Community benchmarks tell the story: unoptimized descriptions → 20% natural language trigger rate. Optimized → 50%. With examples → 90%.
There's also a counterintuitive design principle: descriptions should over-trigger. Recall matters more than precision. A false trigger wastes a few tokens — Claude enters the Skill, realizes it's not needed, and exits. But a missed trigger means the user thinks the Skill is useless and never tries natural language again.
We all use slash commands because we never engineered the entry point.
Lesson 2: Stop Opening Blind Boxes
The second thing I ignored for too long was eval — the evaluation system.
When I used skill-creator, I'd iterate 2-3 rounds. Each round it scores, keeps the higher version. Final output: ~90 points. Ship it.
But if you asked me "what does 90 actually measure?" — I couldn't answer.
Layer 1: Trigger evaluation. Tests whether "user said X, should the Skill activate?" This is the only layer I ever used — and where that 90 came from.
Layer 2: Quality evaluation. Run the same task with the Skill and without (bare Claude), then compare. That delta is your Skill's true value.
- Bare Claude: 80 pts, your Skill: 82 pts → hundreds of lines for 2 points. Not worth it.
- Bare Claude: 60 pts, your Skill: 95 pts → that 35-point delta is why your Skill exists.
No baseline comparison = slot machine development.

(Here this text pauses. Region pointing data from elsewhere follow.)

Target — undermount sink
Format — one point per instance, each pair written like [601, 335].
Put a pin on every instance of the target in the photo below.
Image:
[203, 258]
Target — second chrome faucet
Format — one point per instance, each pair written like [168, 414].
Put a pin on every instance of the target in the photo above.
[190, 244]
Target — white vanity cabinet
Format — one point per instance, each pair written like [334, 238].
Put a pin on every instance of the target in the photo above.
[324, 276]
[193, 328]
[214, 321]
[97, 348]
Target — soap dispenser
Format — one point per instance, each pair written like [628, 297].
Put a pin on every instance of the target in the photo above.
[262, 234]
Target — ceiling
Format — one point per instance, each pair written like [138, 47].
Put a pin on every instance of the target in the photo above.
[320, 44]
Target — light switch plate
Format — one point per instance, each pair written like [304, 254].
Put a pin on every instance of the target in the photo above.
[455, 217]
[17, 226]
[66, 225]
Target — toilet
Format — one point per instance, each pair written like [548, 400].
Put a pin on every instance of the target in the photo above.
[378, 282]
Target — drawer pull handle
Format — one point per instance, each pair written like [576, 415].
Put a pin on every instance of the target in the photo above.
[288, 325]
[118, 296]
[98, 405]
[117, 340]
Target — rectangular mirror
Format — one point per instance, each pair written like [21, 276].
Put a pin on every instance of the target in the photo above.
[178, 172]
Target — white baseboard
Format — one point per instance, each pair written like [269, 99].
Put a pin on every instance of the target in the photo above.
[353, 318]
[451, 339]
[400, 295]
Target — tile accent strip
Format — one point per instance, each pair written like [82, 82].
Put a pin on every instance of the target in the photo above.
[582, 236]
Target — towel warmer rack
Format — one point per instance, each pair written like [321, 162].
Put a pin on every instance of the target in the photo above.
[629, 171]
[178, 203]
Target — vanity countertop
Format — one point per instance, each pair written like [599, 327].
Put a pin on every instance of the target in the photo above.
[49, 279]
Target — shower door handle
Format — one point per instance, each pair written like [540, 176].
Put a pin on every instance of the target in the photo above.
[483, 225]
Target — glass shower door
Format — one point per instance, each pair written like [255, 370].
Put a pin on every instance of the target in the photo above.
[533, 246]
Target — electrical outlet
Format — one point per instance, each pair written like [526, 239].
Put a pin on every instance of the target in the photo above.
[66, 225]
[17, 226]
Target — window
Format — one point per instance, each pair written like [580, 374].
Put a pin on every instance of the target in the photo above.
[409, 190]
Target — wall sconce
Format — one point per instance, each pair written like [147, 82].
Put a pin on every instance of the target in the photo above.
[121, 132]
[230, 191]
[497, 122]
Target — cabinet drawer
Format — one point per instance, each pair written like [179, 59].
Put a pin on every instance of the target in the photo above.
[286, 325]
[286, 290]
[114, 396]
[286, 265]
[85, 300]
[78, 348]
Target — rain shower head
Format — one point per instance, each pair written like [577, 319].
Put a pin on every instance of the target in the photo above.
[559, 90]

Layer 3: Process evaluation. Examine Claude's execution transcript. If Claude skips the same step in three test cases, that step isn't pulling its weight. Delete it — the Skill gets better.
Lesson 3: Don't Put Guardrails in the Prompt
A Hook in Claude Code is: a shell command that auto-triggers before or after Claude uses a tool.
{
"hooks": {
"PostToolUse": [{
"matcher": "Write",
"command": "eslint --fix $FILE_PATH"
}]
}
}
Every time Claude writes a file, the system automatically runs linting. Claude doesn't need to "remember" — it doesn't even know it's happening.
We write tons of MUST, NEVER, ALWAYS in our SKILL.md files — all enforced by Claude's attention. Long context = forgotten rules.
But if you turn "never modify .env" into a PreToolUse hook — Claude tries to write .env, gets blocked by the system — the rule goes from "please remember this" to "you can't violate this even if you try."
Good engineering doesn't rely on AI discipline. It relies on system guarantees.
The Conclusion
Skills aren't written — they're tested, measured, and system-guaranteed.
The core loop: write → test → observe → revise → test.
Most people stop at "write." I did too.
If you're triggering everything via slash commands, iterating by gut feel, and putting all your rules in the prompt — maybe it's time to pause and see what you've been skipping.